Popular open source language models and their use cases

Once you know your use case, it’s time to choose a model. There are a large and ever-growing number of models available, many of which are small modifications fine-tuned from the same foundation. This page will help you navigate the landscape of models and choose the right one for your needs.

The most well-known models are the proprietary models from the big research labs. These models are highly capable generalists and can be used for a wide variety of tasks. They’re usually accessed through an API or a web interface. Models of this scale are mostly RL-tuned for safety, and base models are not exposed to the public.

  • GPT-4, by OpenAI, is the most powerful model currently available. It is better at coding than the other models in this category, and can use tool functions through the API. OpenAI hosts ChatGPT, a web interface that also integrates a code interpreter, web search, and image generator. GPT-4 is only available to paid subscribers.
  • GPT-3.5, the free version of ChatGPT, is faster and cheaper than GPT-4 but much less capable. Open source models have caught up to GPT-3.5 in many areas, and may soon surpass it.
  • Claude, by Anthropic, is a powerful model which is especially good at writing prose. It is free in open beta through a web interface, but the API is still in limited release to a small number of users.
  • Bard, by Google, is a web interface that uses PALM and Gemini models under the hood. It is not as strong as GPT-4 or Claude (yet), but it is free to use and can integrate with Google services.

The Llama family of models by Meta are popular foundation models and are the basis for many of the fine-tunes available today. The current generation, Llama 2, come in three sizes: 7, 13, and 70 billion parameters, and have a context window of 4,000 tokens. They perform well in reasoning and coding tasks. Meta has also released a chat version of the model, though many users have found it to be overly safety-tuned.

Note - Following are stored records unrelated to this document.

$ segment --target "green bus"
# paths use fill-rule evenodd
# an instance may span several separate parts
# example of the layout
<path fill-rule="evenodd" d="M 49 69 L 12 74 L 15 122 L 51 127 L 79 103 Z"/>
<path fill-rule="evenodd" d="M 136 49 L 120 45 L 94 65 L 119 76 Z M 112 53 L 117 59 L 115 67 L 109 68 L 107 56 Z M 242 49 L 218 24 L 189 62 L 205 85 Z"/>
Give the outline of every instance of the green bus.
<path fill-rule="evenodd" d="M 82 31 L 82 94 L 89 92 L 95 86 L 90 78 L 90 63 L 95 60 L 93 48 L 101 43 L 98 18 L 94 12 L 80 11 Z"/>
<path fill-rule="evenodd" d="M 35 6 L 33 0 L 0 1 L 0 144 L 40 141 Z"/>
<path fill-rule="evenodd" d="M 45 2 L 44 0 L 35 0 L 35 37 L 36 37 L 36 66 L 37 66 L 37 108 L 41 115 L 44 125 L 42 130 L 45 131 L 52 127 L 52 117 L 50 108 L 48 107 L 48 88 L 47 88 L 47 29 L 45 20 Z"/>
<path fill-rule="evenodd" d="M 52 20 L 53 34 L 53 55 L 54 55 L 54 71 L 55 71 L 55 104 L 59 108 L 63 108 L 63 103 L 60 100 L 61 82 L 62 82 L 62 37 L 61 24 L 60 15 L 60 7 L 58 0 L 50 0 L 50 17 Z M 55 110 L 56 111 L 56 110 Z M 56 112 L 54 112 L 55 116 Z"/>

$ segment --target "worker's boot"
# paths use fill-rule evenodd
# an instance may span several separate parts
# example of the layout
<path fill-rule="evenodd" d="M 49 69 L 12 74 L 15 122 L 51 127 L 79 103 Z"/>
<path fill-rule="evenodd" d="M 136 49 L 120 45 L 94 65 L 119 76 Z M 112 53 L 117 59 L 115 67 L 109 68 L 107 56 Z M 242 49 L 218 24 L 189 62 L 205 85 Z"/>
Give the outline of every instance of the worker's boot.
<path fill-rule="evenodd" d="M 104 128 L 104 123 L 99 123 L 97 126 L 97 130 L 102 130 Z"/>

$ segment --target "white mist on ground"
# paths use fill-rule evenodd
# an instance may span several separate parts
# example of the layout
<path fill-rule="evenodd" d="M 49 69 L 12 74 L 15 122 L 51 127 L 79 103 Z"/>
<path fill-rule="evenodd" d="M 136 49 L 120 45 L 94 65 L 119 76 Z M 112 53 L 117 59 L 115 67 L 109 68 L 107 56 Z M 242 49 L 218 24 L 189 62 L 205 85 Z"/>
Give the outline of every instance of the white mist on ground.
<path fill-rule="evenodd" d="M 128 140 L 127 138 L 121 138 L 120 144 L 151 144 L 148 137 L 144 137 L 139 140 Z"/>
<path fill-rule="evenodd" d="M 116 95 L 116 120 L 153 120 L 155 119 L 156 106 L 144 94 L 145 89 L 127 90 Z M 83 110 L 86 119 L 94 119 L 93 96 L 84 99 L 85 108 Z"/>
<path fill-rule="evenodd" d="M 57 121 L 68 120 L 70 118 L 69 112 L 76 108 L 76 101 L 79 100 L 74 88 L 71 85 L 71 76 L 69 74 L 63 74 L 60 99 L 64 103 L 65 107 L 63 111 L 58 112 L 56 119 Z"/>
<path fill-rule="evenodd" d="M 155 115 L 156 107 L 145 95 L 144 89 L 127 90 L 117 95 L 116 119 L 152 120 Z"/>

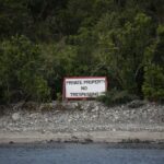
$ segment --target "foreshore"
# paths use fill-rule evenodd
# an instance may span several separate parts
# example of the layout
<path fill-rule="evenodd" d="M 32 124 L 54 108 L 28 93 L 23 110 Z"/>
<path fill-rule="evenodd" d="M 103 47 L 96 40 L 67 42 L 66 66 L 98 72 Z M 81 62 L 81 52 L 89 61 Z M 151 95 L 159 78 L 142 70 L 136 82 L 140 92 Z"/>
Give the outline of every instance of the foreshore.
<path fill-rule="evenodd" d="M 0 133 L 0 143 L 49 143 L 49 142 L 79 142 L 79 143 L 164 143 L 164 132 L 149 131 L 92 131 L 92 132 L 59 132 L 56 134 L 27 132 Z"/>
<path fill-rule="evenodd" d="M 0 144 L 34 142 L 164 143 L 164 106 L 133 102 L 106 107 L 91 101 L 5 108 Z"/>

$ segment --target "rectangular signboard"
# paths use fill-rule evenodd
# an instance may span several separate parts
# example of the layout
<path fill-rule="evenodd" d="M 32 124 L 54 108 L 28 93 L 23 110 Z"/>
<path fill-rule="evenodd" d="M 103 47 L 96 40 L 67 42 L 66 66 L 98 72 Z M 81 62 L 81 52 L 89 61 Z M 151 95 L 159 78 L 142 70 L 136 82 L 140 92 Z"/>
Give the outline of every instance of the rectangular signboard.
<path fill-rule="evenodd" d="M 65 78 L 65 98 L 89 98 L 103 95 L 107 91 L 106 77 Z"/>

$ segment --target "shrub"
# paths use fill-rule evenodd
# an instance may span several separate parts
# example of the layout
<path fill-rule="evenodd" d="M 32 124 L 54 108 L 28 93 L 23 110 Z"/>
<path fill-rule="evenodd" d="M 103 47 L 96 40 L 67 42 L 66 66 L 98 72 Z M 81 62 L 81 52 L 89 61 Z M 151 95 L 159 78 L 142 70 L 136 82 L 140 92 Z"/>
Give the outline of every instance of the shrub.
<path fill-rule="evenodd" d="M 159 38 L 145 51 L 142 91 L 150 101 L 164 101 L 164 26 L 157 28 Z"/>

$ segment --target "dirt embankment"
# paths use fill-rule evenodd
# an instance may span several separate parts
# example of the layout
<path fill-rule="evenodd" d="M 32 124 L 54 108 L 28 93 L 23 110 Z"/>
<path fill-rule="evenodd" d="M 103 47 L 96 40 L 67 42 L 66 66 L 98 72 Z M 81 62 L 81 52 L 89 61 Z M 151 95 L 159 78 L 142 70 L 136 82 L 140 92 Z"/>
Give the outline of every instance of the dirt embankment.
<path fill-rule="evenodd" d="M 130 140 L 164 141 L 164 106 L 136 101 L 107 107 L 98 102 L 20 103 L 2 107 L 0 142 Z"/>

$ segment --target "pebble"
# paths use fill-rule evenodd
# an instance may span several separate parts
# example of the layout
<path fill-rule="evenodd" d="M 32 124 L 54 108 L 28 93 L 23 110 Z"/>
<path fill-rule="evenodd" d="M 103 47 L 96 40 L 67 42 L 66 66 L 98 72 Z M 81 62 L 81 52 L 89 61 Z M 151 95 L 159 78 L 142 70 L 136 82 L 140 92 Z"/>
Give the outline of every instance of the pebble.
<path fill-rule="evenodd" d="M 55 108 L 51 112 L 42 114 L 37 112 L 19 110 L 10 112 L 0 119 L 0 130 L 7 131 L 96 131 L 120 129 L 131 130 L 147 127 L 152 129 L 154 125 L 163 125 L 164 127 L 164 106 L 145 104 L 138 108 L 129 108 L 128 105 L 106 107 L 97 102 L 69 102 L 68 110 L 59 110 Z M 74 107 L 80 106 L 83 110 L 78 110 Z M 12 118 L 12 119 L 11 119 Z M 159 119 L 161 118 L 161 119 Z M 132 127 L 130 125 L 138 126 Z M 127 125 L 121 126 L 121 125 Z M 145 125 L 145 126 L 143 126 Z M 44 129 L 40 131 L 39 129 Z M 163 129 L 160 129 L 164 131 Z"/>

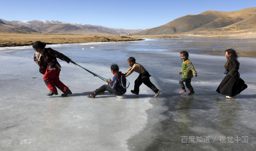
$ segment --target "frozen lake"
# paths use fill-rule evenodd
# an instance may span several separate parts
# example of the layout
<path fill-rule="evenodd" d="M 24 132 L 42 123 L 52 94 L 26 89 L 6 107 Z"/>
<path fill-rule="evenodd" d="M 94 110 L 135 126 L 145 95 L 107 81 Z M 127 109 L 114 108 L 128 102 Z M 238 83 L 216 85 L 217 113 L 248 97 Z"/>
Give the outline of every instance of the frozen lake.
<path fill-rule="evenodd" d="M 32 47 L 0 48 L 0 150 L 255 150 L 256 58 L 240 57 L 239 72 L 248 88 L 236 99 L 216 90 L 224 77 L 227 48 L 255 51 L 256 40 L 147 39 L 142 41 L 47 45 L 105 78 L 113 63 L 125 73 L 134 57 L 160 89 L 145 85 L 126 99 L 108 92 L 86 97 L 106 82 L 59 60 L 60 80 L 72 91 L 48 97 Z M 221 50 L 221 55 L 201 52 Z M 180 94 L 179 52 L 187 51 L 197 72 L 196 94 Z M 36 77 L 36 78 L 32 78 Z"/>

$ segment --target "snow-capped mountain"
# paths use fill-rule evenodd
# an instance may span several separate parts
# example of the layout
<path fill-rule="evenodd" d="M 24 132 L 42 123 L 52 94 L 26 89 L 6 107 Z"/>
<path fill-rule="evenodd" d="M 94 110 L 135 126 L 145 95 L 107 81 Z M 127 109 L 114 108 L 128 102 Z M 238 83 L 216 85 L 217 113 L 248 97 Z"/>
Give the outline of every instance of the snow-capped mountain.
<path fill-rule="evenodd" d="M 1 21 L 3 23 L 1 23 Z M 99 25 L 84 24 L 80 23 L 71 23 L 57 20 L 34 20 L 32 21 L 6 21 L 0 19 L 0 27 L 8 24 L 19 25 L 20 27 L 27 27 L 30 30 L 26 32 L 16 29 L 10 32 L 36 32 L 44 33 L 65 33 L 65 34 L 111 34 L 122 35 L 127 33 L 136 32 L 142 30 L 125 30 L 122 28 L 109 28 Z M 1 30 L 0 32 L 2 30 Z"/>

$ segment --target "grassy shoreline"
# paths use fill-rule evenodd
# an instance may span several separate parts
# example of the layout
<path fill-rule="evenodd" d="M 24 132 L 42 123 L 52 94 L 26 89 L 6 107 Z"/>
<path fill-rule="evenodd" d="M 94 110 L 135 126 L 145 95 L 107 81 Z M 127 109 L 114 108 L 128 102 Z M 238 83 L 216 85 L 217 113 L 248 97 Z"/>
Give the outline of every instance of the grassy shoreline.
<path fill-rule="evenodd" d="M 255 33 L 236 35 L 208 35 L 193 34 L 174 34 L 164 35 L 99 35 L 51 33 L 19 33 L 0 32 L 0 47 L 31 45 L 36 41 L 41 41 L 47 44 L 75 44 L 93 42 L 118 42 L 144 40 L 143 38 L 179 38 L 193 37 L 205 38 L 254 39 Z M 212 53 L 216 52 L 201 52 Z M 221 52 L 218 52 L 221 53 Z M 237 51 L 239 55 L 244 57 L 256 57 L 256 51 Z"/>

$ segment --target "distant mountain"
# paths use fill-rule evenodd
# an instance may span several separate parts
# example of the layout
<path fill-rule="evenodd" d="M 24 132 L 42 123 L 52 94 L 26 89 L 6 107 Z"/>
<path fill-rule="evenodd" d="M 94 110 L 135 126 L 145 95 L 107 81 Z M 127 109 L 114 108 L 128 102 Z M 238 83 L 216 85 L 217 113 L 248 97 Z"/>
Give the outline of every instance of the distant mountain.
<path fill-rule="evenodd" d="M 236 11 L 209 10 L 199 15 L 188 15 L 139 33 L 155 35 L 186 32 L 231 32 L 254 28 L 256 28 L 256 7 Z"/>
<path fill-rule="evenodd" d="M 98 25 L 71 23 L 55 20 L 6 21 L 0 19 L 0 32 L 81 35 L 126 35 L 142 30 L 125 30 Z"/>
<path fill-rule="evenodd" d="M 30 27 L 0 19 L 0 32 L 40 33 Z"/>

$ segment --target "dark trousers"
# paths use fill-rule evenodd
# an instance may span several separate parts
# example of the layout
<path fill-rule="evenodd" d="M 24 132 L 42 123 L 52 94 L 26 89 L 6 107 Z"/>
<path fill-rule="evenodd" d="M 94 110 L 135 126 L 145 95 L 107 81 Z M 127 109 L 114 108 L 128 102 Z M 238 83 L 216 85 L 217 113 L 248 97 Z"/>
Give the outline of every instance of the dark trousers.
<path fill-rule="evenodd" d="M 144 83 L 145 85 L 147 86 L 150 89 L 154 92 L 158 90 L 156 87 L 150 81 L 149 77 L 151 76 L 148 74 L 148 72 L 146 72 L 141 73 L 136 80 L 134 81 L 134 91 L 136 93 L 139 93 L 139 86 Z"/>
<path fill-rule="evenodd" d="M 191 86 L 191 78 L 189 78 L 189 79 L 187 79 L 187 78 L 184 78 L 181 77 L 181 79 L 180 79 L 180 80 L 179 81 L 179 84 L 180 85 L 180 87 L 181 87 L 181 89 L 183 90 L 186 90 L 185 89 L 185 86 L 183 83 L 183 82 L 185 82 L 186 83 L 186 86 L 187 87 L 188 89 L 188 90 L 189 90 L 189 91 L 193 91 L 194 89 L 193 89 L 193 87 Z"/>
<path fill-rule="evenodd" d="M 93 91 L 93 93 L 95 95 L 98 95 L 98 94 L 100 93 L 103 93 L 105 91 L 109 91 L 110 93 L 115 95 L 122 95 L 122 94 L 119 93 L 118 92 L 116 92 L 114 91 L 114 90 L 110 87 L 109 85 L 104 85 L 100 87 L 99 89 L 96 89 L 96 90 Z"/>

They are released under a custom license that requires potential users with “greater than 700 million monthly active users in the preceding calendar month” to request special permission from Meta.

The Mistral 7B model is a small but powerful model, outperforming other models of up to 13 billion parameters in standard English and code benchmarks. It has an 8K context window and is licensed under Apache 2.0. Mistral 7B is a great choice for local inference and other compute-limited tasks.

Google’s Flan-T5 is a versatile model trained on instruction data, available in five different sizes. It’s particularly effective in tasks requiring comprehension and response to instructions, like classification, translation, and summarization. Flan-T5 is a good choice for fine-tuning on specific tasks.

Phind CodeLlama, a 34B parameter model, specializes in programming-related tasks, boasting a 73.8% pass rate on HumanEval. Its multilingual capabilities in programming languages make it an exceptional tool for code generation and understanding.

Mixtral 8x7B is a Sparse Mixture of Experts model praised for its speed and adaptability to a wide range of tasks. It matches or outperforms Llama 2 70B and GPT 3.5 on a variety of tasks, while being six times faster. It has a 32K token window and is also Apache 2.0 licensed.

LLaVA is a multimodal model built on top of LLaMA and GPT-4 generated visual instruction tuning data. It combines vision and language capabilities, nearing GPT-4 level in some domains.

Nous Hermes, a 13B parameter model, is fine-tuned on over 300,000 synthetic instructions generated by GPT-4. It is known for its longer responses and low hallucination rates. Comparable to GPT-3.5-turbo, it’s suitable for complex language tasks and applications where balance between efficiency and performance is essential. The recently released Nous Hermes Mistral 7B brings this instruction tuning to the Mistral base model.